The results of connectivity analysis during the antisaccade task for 78 participants including 26 children (aged 8–12 years, 11 males and 15 females), 25 adolescents (13–17 years, 10 males and 15 females), and 27 adults (18–27 years, 11 males and 16 females). Left- and right-hemisphere connections are placed on the right hemisphere to aid with visualization. Arrows connecting two ROIs represent significant effective (causal) connectivity from one ROI to another. Only significant connections are displayed. Children showed reliance on parietal regions (light blue), while by adolescence prefrontal connections become predominant (dark blue). By adulthood there is a strengthening and increase in number of prefrontally guided connections (red/orange).
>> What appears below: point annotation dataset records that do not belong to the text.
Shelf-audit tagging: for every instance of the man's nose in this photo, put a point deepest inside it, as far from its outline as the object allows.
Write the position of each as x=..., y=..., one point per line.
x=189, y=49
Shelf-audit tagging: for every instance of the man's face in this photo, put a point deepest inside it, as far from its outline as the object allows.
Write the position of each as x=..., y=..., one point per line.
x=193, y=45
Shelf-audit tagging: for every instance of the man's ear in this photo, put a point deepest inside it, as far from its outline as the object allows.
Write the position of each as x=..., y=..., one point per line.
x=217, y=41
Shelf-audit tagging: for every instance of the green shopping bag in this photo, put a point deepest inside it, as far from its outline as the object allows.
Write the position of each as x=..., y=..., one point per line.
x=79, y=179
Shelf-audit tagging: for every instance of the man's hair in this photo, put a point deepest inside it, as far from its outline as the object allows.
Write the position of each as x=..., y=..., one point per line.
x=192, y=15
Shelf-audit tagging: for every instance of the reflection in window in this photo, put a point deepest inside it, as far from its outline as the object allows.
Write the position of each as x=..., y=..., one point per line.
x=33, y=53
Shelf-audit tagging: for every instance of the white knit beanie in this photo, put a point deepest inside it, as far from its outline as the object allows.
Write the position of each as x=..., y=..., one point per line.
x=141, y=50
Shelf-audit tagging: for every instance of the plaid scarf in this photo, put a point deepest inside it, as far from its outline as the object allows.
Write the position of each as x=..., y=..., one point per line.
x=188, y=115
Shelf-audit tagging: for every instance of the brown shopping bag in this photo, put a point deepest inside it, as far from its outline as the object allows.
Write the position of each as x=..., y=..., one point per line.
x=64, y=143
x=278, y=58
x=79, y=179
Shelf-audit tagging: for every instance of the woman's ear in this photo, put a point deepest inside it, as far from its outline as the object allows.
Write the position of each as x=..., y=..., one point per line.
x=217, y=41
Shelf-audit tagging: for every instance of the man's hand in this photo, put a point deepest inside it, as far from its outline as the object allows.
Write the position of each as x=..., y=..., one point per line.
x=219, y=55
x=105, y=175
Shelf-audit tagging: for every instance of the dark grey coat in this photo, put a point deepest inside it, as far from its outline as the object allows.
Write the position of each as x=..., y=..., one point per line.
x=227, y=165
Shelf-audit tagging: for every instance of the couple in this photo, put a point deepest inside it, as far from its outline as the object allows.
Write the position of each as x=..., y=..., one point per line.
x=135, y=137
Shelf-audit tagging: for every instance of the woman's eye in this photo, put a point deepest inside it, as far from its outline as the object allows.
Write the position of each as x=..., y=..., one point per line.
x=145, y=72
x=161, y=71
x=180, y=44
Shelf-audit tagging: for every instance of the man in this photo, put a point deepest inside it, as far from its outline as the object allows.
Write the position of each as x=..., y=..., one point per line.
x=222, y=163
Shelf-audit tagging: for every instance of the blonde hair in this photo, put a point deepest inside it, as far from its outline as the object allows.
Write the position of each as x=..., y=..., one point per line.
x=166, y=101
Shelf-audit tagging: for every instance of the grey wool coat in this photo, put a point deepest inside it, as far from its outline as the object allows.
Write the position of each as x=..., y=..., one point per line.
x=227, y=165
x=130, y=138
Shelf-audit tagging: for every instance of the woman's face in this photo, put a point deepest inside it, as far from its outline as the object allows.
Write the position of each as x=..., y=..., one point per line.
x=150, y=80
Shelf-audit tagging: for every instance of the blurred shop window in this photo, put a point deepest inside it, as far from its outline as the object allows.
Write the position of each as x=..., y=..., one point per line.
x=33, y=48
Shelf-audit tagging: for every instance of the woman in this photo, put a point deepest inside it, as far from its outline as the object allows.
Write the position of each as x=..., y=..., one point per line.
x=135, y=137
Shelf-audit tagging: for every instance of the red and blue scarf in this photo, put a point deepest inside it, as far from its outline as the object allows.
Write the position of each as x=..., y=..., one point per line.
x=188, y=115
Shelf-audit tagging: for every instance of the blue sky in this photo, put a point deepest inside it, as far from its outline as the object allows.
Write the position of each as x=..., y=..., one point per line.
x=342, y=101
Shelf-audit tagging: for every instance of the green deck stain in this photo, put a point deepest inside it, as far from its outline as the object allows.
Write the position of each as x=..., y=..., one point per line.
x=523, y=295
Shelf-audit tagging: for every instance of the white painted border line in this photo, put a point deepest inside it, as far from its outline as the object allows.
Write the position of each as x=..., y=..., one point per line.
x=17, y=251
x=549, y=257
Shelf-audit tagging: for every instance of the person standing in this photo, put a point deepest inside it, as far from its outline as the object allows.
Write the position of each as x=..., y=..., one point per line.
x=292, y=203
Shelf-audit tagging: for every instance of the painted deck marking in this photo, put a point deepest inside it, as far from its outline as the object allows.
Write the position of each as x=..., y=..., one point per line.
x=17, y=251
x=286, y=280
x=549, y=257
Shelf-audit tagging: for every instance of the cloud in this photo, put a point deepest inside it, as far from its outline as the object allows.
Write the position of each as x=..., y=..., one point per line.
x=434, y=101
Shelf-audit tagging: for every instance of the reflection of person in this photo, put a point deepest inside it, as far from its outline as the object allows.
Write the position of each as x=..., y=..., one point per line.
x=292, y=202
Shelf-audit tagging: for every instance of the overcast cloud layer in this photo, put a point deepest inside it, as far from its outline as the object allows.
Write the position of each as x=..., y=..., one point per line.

In a subsequent study, we identified connections between brain regions when participants (aged 10–20) were not engaged in a task (referred to as “rest”) in the scanner in order to capture the core architecture of the brain (Hwang, Hallquist, & Luna, 2012). We specifically identified “hubs” in the brain, which are regions in the brain that have the greatest number of connections with other regions. Similar to airports that serve as “hubs” for certain airlines, these functional brain hubs are believed to function as way stations for information (traffic) flow directing high volumes of information across the brain (Buckner et al., 2009). Throughout development, the basic architecture of the brain remained stable (e.g. areas that served as hubs and the regions they connected to did not change) and were organized in an optimal small world arrangement as has been found previously (Fair et al., 2009). However, similar to our functional connectivity studies during inhibitory control, we found that connectivity of frontal hubs to the rest of the brain became established from childhood to adolescence (Fig. 2A) in agreement with previous findings of reorganization of functional networks with development (Fair et al., 2009). However, we did not find evidence for a qualitative shift from short to long connections in the hub architecture that has been evidenced when characterizing predefined controlled networks (Fair et al., 2007). By adolescence, frontal hub connections were stable (Fig. 2B). These findings highlight the stability of the basic architecture of the brain throughout development. This stability supports subsequent refinements in neural connectivity during the bio-behavioral transition into adulthood. Importantly, prefrontal executive networks are established by adolescence, which further support the notion that adolescents can often behave like adults and that differences in behavior might be context dependent due to immaturities in connection strengths between brain regions.

Figure 2.

Figure 2

Connectivity of frontal, cognitive control hubs are primarily established between childhood and adolescence (A), which by adolescence are relatively stable into adulthood (B)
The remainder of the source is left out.